Beberapa penelitian melaporkan, dengan adanya fungal pretreatment konsumsi energi pada saat proses pulping menjadi berkurang. Perlakuan ini juga terbukti dapat menurunkan bilangan kappa serta dapat meningkatkan sifat bleachability pulp yang dihasilkan.

Pengembangan "bleaching"

Dalam pengembangan teknologi bleaching juga telah ditemukan beberapa metoda bleaching yang lebih aman terhadap lingkungan, antara lain teknologi bleaching dengan konsep ECF (elementally chlorine free) dan TCF (totally chlorine free) serta penerapan bio-bleaching.

Proses pemutihan bertujuan untuk menghilangkan sisa lignin yang masih terdapat dalam pulp. Apabila pada proses pemutihan digunakan khlorin, maka dari unit ini akan dihasilkan limbah cair yang mengandung chlorinated organic compounds yang diketahui sangat berbahaya terhadap lingkungan.

Untuk mengurangi hal tersebut, maka diperkenalkan konsep ECF (elementally chlorine free) dan TCF (totally chlorine free). Pada konsep ECF unsur khlor masih boleh digunakan, tetapi tidak dalam bentuk Cl2 melainkan dalam bentuk senyawa lain misalnya ClO2, sedangkan pada konsep TCF sama sekali tidak digunakan unsur khlor. Sebagai pengganti khlorin pada konsep TCF biasanya digunakan oksigen atau ozon.

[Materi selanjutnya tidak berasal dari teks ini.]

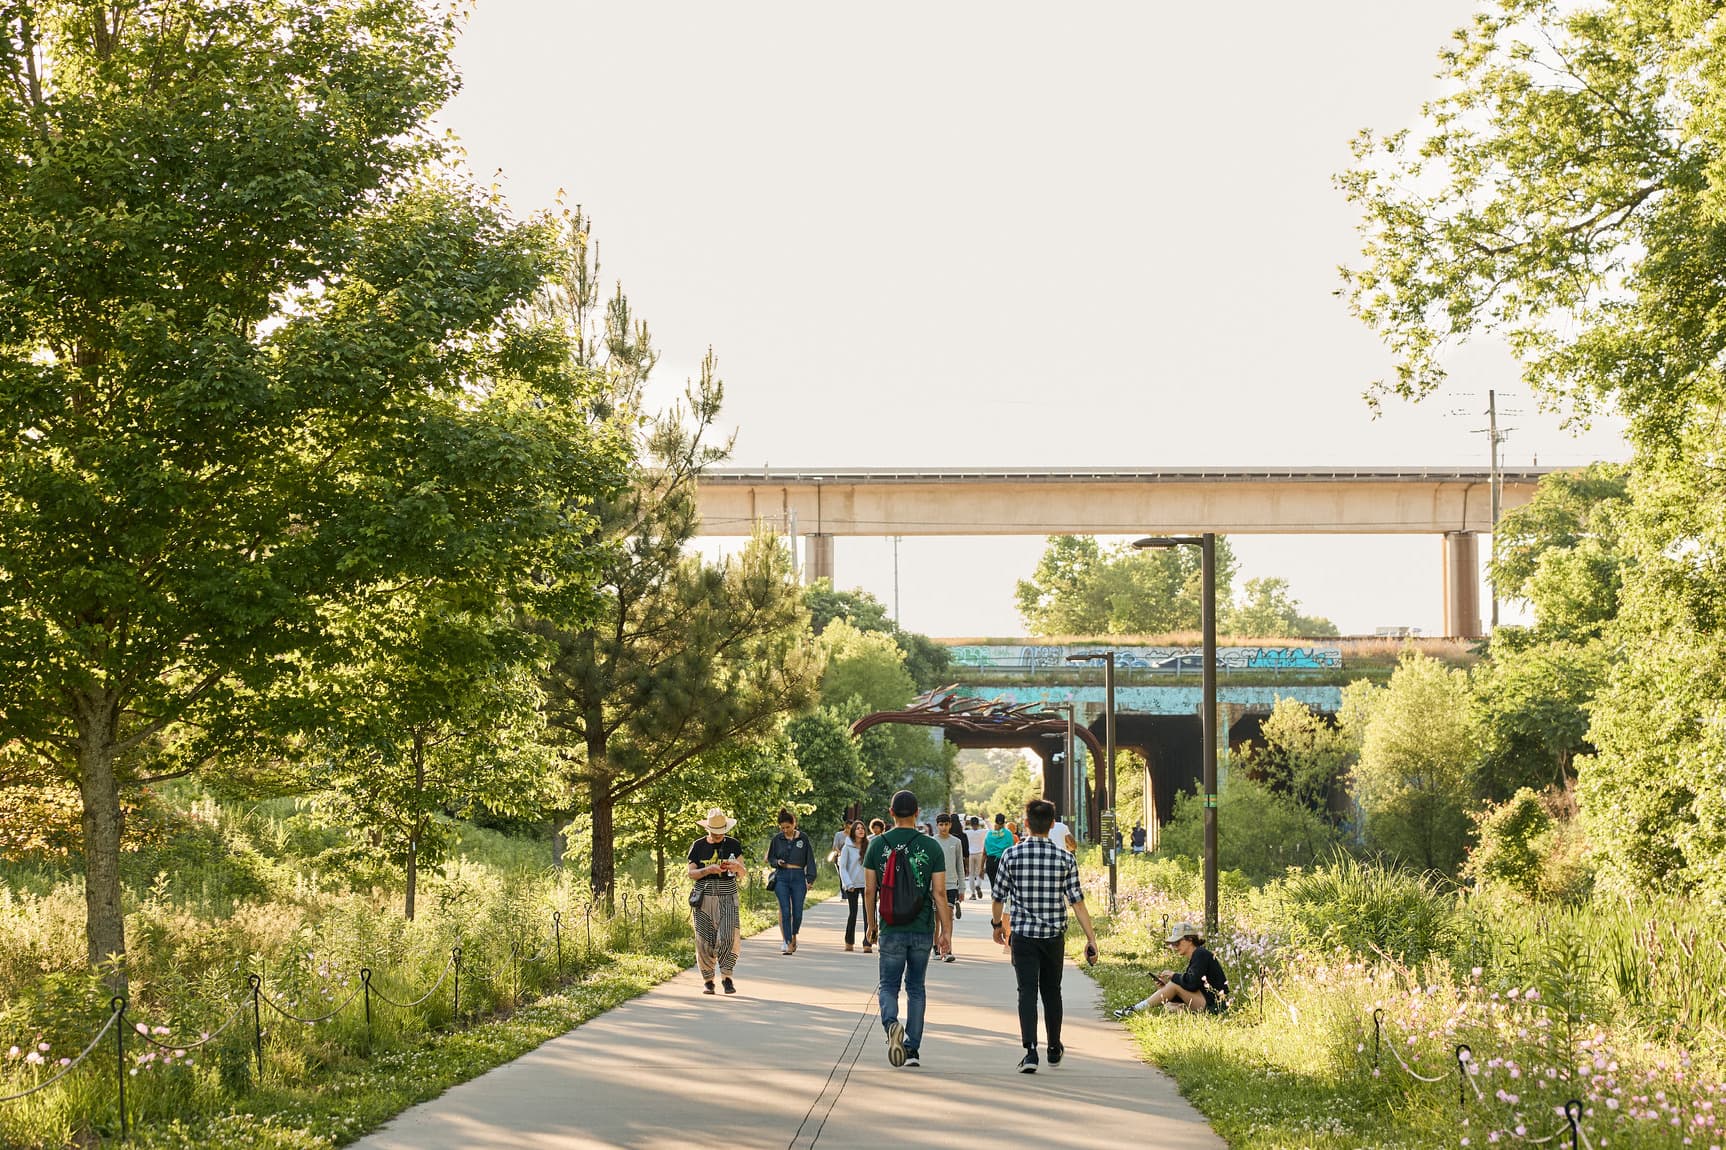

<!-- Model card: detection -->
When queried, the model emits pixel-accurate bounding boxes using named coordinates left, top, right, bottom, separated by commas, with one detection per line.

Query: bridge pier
left=803, top=533, right=834, bottom=583
left=1442, top=532, right=1483, bottom=639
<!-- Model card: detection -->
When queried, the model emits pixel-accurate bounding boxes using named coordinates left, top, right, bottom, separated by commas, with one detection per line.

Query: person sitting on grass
left=1114, top=920, right=1229, bottom=1016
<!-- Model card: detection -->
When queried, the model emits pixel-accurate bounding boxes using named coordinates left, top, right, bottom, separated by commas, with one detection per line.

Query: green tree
left=1463, top=787, right=1552, bottom=900
left=308, top=602, right=553, bottom=918
left=526, top=215, right=820, bottom=898
left=620, top=732, right=806, bottom=891
left=1338, top=1, right=1726, bottom=893
left=1015, top=535, right=1243, bottom=636
left=1158, top=776, right=1339, bottom=883
left=785, top=707, right=867, bottom=839
left=1226, top=578, right=1339, bottom=638
left=1472, top=639, right=1604, bottom=800
left=816, top=619, right=952, bottom=814
left=1241, top=696, right=1362, bottom=815
left=1351, top=654, right=1479, bottom=875
left=992, top=758, right=1041, bottom=822
left=0, top=1, right=619, bottom=978
left=803, top=580, right=951, bottom=690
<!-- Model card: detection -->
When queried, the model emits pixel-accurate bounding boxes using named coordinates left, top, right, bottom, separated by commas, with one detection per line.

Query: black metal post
left=1104, top=652, right=1116, bottom=911
left=584, top=902, right=594, bottom=956
left=637, top=893, right=646, bottom=943
left=1455, top=1044, right=1472, bottom=1106
left=360, top=968, right=372, bottom=1044
left=1565, top=1099, right=1582, bottom=1148
left=451, top=947, right=462, bottom=1024
left=248, top=973, right=263, bottom=1081
left=1372, top=1007, right=1383, bottom=1070
left=1201, top=532, right=1218, bottom=938
left=553, top=911, right=563, bottom=978
left=112, top=996, right=127, bottom=1141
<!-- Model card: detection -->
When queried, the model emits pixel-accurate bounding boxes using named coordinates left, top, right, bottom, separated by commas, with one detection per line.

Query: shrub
left=1272, top=852, right=1461, bottom=964
left=1157, top=776, right=1339, bottom=883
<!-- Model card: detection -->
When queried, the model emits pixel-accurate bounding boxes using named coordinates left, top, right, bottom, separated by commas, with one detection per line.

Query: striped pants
left=692, top=884, right=741, bottom=978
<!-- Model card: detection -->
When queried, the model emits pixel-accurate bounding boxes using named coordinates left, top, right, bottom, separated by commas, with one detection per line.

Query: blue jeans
left=774, top=871, right=807, bottom=943
left=876, top=930, right=933, bottom=1051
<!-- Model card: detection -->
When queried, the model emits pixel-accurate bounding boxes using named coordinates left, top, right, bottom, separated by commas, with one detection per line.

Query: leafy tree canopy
left=0, top=0, right=622, bottom=976
left=803, top=580, right=951, bottom=690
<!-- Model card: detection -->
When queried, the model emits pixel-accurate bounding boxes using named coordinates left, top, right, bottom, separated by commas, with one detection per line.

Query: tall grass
left=0, top=787, right=796, bottom=1148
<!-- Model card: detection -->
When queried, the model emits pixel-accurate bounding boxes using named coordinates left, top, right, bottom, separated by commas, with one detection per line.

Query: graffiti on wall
left=947, top=644, right=1343, bottom=671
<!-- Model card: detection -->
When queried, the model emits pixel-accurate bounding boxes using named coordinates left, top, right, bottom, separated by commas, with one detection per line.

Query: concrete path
left=351, top=893, right=1224, bottom=1149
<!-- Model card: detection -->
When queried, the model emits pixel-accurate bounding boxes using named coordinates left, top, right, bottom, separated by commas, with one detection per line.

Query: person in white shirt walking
left=1048, top=816, right=1077, bottom=853
left=934, top=815, right=964, bottom=961
left=963, top=816, right=988, bottom=899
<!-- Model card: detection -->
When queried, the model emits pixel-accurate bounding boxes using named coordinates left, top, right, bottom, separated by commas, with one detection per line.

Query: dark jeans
left=985, top=854, right=1001, bottom=889
left=774, top=870, right=808, bottom=943
left=844, top=887, right=863, bottom=945
left=1010, top=932, right=1066, bottom=1050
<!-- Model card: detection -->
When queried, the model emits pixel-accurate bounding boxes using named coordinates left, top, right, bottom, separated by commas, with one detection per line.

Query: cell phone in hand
left=1085, top=942, right=1098, bottom=966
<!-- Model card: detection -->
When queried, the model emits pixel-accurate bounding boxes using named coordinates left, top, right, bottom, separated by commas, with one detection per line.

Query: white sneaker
left=885, top=1021, right=906, bottom=1067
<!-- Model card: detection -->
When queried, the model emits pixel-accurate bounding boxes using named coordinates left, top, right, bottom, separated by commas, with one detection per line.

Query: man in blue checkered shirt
left=991, top=798, right=1100, bottom=1073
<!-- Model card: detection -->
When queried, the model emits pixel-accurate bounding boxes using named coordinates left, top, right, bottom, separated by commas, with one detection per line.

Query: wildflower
left=24, top=1051, right=43, bottom=1066
left=35, top=1042, right=47, bottom=1052
left=5, top=1046, right=17, bottom=1059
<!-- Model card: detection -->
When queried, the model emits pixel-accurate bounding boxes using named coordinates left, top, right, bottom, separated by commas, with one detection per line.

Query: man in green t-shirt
left=863, top=789, right=948, bottom=1069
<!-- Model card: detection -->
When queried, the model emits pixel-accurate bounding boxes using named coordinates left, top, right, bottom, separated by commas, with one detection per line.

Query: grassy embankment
left=1078, top=851, right=1725, bottom=1150
left=0, top=784, right=822, bottom=1149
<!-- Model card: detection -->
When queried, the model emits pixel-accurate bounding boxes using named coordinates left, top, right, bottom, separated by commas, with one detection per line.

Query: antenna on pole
left=891, top=536, right=903, bottom=625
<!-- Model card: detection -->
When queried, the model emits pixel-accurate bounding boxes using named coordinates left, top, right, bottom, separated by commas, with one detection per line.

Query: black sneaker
left=703, top=980, right=716, bottom=995
left=903, top=1048, right=921, bottom=1067
left=722, top=977, right=736, bottom=995
left=1018, top=1048, right=1039, bottom=1074
left=954, top=902, right=962, bottom=919
left=1047, top=1043, right=1064, bottom=1065
left=885, top=1021, right=906, bottom=1067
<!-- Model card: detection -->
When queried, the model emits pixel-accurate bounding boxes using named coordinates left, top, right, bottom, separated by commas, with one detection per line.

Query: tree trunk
left=75, top=692, right=127, bottom=991
left=405, top=737, right=424, bottom=921
left=655, top=807, right=666, bottom=892
left=551, top=814, right=567, bottom=867
left=589, top=777, right=615, bottom=910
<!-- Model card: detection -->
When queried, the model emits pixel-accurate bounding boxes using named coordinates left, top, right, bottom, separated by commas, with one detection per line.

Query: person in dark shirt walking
left=1115, top=920, right=1230, bottom=1016
left=992, top=798, right=1100, bottom=1073
left=687, top=808, right=747, bottom=995
left=765, top=808, right=818, bottom=955
left=863, top=790, right=949, bottom=1069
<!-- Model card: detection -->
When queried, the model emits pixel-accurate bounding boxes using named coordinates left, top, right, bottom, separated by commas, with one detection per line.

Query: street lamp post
left=1066, top=650, right=1117, bottom=913
left=1133, top=533, right=1219, bottom=937
left=1044, top=702, right=1076, bottom=827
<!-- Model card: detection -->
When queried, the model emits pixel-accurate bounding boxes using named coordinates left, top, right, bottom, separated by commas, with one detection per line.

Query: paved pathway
left=352, top=893, right=1224, bottom=1149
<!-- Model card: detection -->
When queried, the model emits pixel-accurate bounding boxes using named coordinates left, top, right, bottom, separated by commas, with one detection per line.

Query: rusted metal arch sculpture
left=848, top=688, right=1106, bottom=761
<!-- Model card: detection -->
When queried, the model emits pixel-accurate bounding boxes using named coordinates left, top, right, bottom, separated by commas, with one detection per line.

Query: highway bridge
left=694, top=466, right=1558, bottom=637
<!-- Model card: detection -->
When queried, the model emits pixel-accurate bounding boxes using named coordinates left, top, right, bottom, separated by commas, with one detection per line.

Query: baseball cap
left=890, top=790, right=918, bottom=817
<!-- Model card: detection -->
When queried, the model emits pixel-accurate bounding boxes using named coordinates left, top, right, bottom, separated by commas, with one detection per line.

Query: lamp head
left=1133, top=536, right=1193, bottom=549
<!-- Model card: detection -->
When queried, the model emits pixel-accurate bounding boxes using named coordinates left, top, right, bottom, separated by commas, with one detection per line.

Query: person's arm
left=990, top=853, right=1013, bottom=944
left=688, top=846, right=719, bottom=881
left=803, top=832, right=818, bottom=881
left=1070, top=898, right=1099, bottom=962
left=932, top=883, right=950, bottom=950
left=863, top=867, right=879, bottom=936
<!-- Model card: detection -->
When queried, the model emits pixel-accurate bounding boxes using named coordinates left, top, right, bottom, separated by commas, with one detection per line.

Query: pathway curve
left=351, top=891, right=1223, bottom=1149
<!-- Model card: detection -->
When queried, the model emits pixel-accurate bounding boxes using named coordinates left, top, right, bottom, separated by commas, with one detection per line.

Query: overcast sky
left=438, top=2, right=1629, bottom=638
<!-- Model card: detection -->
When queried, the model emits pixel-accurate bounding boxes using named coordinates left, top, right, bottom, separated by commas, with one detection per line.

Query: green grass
left=0, top=784, right=827, bottom=1148
left=1079, top=859, right=1726, bottom=1150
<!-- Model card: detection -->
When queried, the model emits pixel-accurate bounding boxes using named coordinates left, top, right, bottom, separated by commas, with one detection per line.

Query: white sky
left=439, top=1, right=1629, bottom=637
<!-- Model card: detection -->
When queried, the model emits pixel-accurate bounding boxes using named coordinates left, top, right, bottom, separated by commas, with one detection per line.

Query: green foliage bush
left=1157, top=776, right=1339, bottom=884
left=1272, top=852, right=1461, bottom=965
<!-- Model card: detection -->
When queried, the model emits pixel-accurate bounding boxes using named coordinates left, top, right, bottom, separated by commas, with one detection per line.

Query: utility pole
left=891, top=536, right=902, bottom=625
left=1488, top=390, right=1501, bottom=630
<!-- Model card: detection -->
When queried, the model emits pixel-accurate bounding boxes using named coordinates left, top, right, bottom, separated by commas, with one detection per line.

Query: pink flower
left=23, top=1051, right=43, bottom=1066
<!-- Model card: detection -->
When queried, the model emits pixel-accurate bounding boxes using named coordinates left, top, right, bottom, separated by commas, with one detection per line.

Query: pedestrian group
left=684, top=790, right=1228, bottom=1072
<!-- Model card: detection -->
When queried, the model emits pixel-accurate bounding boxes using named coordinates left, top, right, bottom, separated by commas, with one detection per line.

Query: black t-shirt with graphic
left=688, top=835, right=743, bottom=892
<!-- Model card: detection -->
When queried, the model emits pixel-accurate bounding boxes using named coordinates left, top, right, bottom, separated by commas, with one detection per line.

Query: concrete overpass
left=694, top=466, right=1557, bottom=637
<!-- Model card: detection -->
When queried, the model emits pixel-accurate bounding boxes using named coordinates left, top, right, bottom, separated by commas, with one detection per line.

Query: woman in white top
left=838, top=820, right=870, bottom=952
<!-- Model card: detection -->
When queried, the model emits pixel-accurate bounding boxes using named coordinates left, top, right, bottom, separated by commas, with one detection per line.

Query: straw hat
left=1166, top=920, right=1202, bottom=945
left=696, top=808, right=737, bottom=835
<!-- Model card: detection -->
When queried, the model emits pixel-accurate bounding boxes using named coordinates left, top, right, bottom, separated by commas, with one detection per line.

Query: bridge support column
left=804, top=533, right=834, bottom=583
left=1442, top=532, right=1483, bottom=638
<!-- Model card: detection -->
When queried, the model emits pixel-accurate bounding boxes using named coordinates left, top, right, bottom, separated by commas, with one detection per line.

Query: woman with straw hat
left=687, top=808, right=746, bottom=995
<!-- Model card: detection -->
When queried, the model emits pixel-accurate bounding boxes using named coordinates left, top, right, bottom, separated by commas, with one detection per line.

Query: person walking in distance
left=687, top=808, right=747, bottom=995
left=992, top=799, right=1100, bottom=1073
left=964, top=816, right=988, bottom=899
left=984, top=813, right=1013, bottom=891
left=863, top=790, right=949, bottom=1068
left=765, top=808, right=818, bottom=955
left=838, top=820, right=869, bottom=952
left=934, top=814, right=963, bottom=961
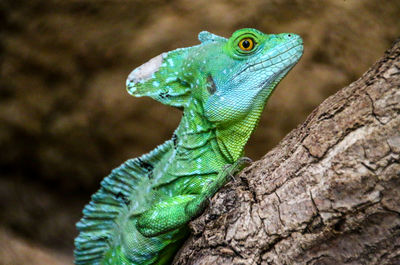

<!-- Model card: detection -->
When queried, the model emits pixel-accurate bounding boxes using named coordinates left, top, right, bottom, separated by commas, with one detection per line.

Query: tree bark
left=174, top=38, right=400, bottom=265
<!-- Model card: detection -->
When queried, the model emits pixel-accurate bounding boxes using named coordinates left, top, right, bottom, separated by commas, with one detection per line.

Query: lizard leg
left=136, top=194, right=197, bottom=237
left=136, top=157, right=251, bottom=237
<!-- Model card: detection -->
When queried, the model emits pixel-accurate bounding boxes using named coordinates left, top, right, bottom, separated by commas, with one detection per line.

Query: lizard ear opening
left=126, top=49, right=191, bottom=108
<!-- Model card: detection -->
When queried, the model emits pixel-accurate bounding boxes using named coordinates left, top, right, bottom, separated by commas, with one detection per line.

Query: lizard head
left=200, top=28, right=303, bottom=125
left=126, top=28, right=302, bottom=115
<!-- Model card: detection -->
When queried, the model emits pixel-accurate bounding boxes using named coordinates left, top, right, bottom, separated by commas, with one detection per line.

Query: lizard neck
left=176, top=97, right=265, bottom=163
left=175, top=99, right=230, bottom=165
left=215, top=101, right=265, bottom=162
left=214, top=86, right=274, bottom=162
left=177, top=99, right=215, bottom=138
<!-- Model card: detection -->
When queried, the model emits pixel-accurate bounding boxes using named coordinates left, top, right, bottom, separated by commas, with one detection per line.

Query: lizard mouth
left=254, top=41, right=303, bottom=93
left=258, top=63, right=293, bottom=90
left=249, top=42, right=303, bottom=73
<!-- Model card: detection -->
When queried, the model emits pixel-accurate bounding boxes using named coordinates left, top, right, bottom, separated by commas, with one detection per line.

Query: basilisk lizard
left=74, top=28, right=303, bottom=265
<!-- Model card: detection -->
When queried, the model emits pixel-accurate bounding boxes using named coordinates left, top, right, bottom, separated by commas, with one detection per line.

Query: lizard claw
left=221, top=164, right=237, bottom=182
left=227, top=157, right=252, bottom=182
left=237, top=156, right=253, bottom=165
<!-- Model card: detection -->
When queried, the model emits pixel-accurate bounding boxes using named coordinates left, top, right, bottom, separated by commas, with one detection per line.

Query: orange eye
left=238, top=38, right=254, bottom=51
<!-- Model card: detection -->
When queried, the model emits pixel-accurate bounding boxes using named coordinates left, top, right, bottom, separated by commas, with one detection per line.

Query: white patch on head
left=126, top=53, right=166, bottom=84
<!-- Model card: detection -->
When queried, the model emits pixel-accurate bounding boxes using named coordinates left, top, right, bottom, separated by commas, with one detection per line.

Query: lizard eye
left=238, top=38, right=255, bottom=51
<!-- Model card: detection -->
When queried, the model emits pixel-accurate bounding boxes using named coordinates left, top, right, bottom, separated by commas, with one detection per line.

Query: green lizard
left=74, top=28, right=303, bottom=265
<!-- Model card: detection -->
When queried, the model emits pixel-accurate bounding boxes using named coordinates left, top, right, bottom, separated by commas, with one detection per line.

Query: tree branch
left=174, top=38, right=400, bottom=265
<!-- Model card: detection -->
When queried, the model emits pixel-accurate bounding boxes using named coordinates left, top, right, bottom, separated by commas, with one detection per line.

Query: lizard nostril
left=288, top=34, right=292, bottom=38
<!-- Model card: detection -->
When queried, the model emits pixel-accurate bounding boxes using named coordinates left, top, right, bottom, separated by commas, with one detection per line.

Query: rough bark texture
left=174, top=39, right=400, bottom=265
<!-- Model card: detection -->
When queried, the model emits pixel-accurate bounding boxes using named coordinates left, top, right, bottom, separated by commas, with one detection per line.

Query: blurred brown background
left=1, top=0, right=399, bottom=264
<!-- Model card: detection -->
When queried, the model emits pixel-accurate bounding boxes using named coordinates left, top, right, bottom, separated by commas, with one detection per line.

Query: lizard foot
left=222, top=156, right=252, bottom=182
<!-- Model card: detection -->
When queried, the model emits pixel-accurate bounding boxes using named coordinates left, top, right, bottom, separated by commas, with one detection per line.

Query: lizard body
left=74, top=28, right=303, bottom=265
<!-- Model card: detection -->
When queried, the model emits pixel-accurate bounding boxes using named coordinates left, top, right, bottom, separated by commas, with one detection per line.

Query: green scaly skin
left=74, top=28, right=303, bottom=265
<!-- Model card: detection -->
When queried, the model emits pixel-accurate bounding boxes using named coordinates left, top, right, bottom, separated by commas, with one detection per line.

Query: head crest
left=126, top=48, right=192, bottom=108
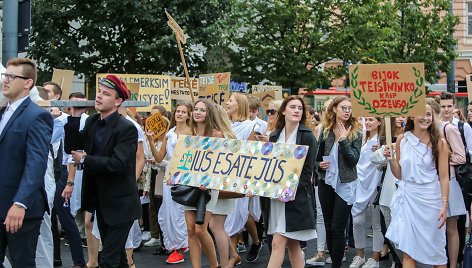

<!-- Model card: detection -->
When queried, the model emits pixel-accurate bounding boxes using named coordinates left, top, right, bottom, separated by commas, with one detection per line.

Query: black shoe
left=300, top=241, right=307, bottom=250
left=246, top=242, right=262, bottom=262
left=53, top=259, right=62, bottom=267
left=81, top=238, right=87, bottom=248
left=153, top=246, right=171, bottom=255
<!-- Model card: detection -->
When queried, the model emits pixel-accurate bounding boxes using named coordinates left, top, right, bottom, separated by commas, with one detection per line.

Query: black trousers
left=96, top=210, right=133, bottom=268
left=0, top=218, right=42, bottom=268
left=318, top=179, right=352, bottom=268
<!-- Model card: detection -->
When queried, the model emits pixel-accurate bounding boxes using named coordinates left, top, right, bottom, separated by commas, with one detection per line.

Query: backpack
left=455, top=121, right=472, bottom=195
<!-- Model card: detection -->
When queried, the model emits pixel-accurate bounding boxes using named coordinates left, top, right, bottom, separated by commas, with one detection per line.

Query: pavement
left=59, top=234, right=406, bottom=268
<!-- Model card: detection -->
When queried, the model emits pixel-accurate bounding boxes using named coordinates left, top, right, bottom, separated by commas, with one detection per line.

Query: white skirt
left=158, top=184, right=188, bottom=250
left=447, top=177, right=467, bottom=217
left=225, top=198, right=249, bottom=237
left=267, top=199, right=317, bottom=241
left=213, top=199, right=235, bottom=215
left=386, top=180, right=446, bottom=265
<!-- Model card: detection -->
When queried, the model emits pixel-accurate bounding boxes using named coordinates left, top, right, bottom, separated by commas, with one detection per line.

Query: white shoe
left=144, top=238, right=160, bottom=247
left=362, top=258, right=379, bottom=268
left=141, top=231, right=151, bottom=241
left=349, top=256, right=366, bottom=268
left=325, top=255, right=346, bottom=264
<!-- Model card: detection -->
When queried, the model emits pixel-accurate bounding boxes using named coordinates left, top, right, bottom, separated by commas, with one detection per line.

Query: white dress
left=267, top=124, right=317, bottom=241
left=386, top=131, right=447, bottom=265
left=351, top=135, right=382, bottom=217
left=158, top=127, right=188, bottom=250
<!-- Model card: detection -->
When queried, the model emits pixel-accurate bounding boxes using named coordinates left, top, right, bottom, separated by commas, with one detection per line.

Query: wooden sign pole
left=176, top=37, right=194, bottom=103
left=384, top=116, right=393, bottom=159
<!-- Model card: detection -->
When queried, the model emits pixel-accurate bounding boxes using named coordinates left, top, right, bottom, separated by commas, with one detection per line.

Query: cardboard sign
left=96, top=74, right=171, bottom=112
left=198, top=72, right=230, bottom=105
left=171, top=77, right=199, bottom=101
left=145, top=112, right=168, bottom=140
left=467, top=74, right=472, bottom=103
left=165, top=10, right=186, bottom=44
left=167, top=136, right=309, bottom=200
left=349, top=63, right=426, bottom=117
left=251, top=85, right=282, bottom=121
left=252, top=85, right=283, bottom=99
left=52, top=69, right=75, bottom=100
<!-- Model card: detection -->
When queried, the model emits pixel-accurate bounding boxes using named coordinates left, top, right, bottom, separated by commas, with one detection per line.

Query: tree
left=331, top=0, right=459, bottom=84
left=220, top=0, right=338, bottom=89
left=29, top=0, right=231, bottom=93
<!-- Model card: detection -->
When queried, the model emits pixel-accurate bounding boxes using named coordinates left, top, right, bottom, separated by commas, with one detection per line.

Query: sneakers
left=306, top=253, right=325, bottom=266
left=144, top=238, right=160, bottom=247
left=142, top=231, right=151, bottom=241
left=325, top=255, right=346, bottom=264
left=349, top=256, right=366, bottom=268
left=166, top=250, right=184, bottom=264
left=153, top=246, right=171, bottom=255
left=237, top=243, right=246, bottom=253
left=246, top=242, right=263, bottom=262
left=362, top=258, right=379, bottom=268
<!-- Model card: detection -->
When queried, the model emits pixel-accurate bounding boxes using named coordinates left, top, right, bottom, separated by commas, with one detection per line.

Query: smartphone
left=253, top=123, right=262, bottom=136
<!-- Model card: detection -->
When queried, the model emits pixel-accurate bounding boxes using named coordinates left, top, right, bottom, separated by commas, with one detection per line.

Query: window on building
left=468, top=2, right=472, bottom=35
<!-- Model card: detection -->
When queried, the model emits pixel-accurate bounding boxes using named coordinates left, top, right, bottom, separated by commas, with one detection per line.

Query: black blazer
left=262, top=124, right=317, bottom=232
left=80, top=112, right=141, bottom=225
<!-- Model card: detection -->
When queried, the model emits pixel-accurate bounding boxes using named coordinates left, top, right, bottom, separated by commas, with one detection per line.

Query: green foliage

Bio-bleaching adalah proses pemutihan pulp dengan memanfaatkan enzim dari mikroba. Mikroba yang digunakan untuk penelitian adalah kelompok white-rot fungi yang diketahui mempunyai kemampuan tinggi dalam mendegradasi lignin. Secara teoretis, teknologi ini sangat aman terhadap lingkungan karena tidak menggunakan bahan kimia.

Namun, dalam praktiknya proses bio-bleaching belum bisa diterapkan sepenuhnya karena teknologi ini baru digunakan sebagai fungal pretreatment terhadap pulp dalam proses pemutihan. Dalam fungal treatment ini digunakan dua jenis enzim, yaitu enzim hemiselulase (xylanase dan mannase) yang dapat meningkatkan bleachability pulp secara tidak langsung dan enzim lignase yang dapat mendegradasi lignin secara langsung pada pulp yang diputihkan.

Beberapa penelitian melaporkan, dengan adanya fungal treatment ternyata brightness (derajat putih) pulp bisa meningkat serta dapat menurunkan konsumsi bahan kimia secara signifikan dalam proses pemutihan pulp.

Tidak ada komentar:

Posting Komentar

Ada Ide?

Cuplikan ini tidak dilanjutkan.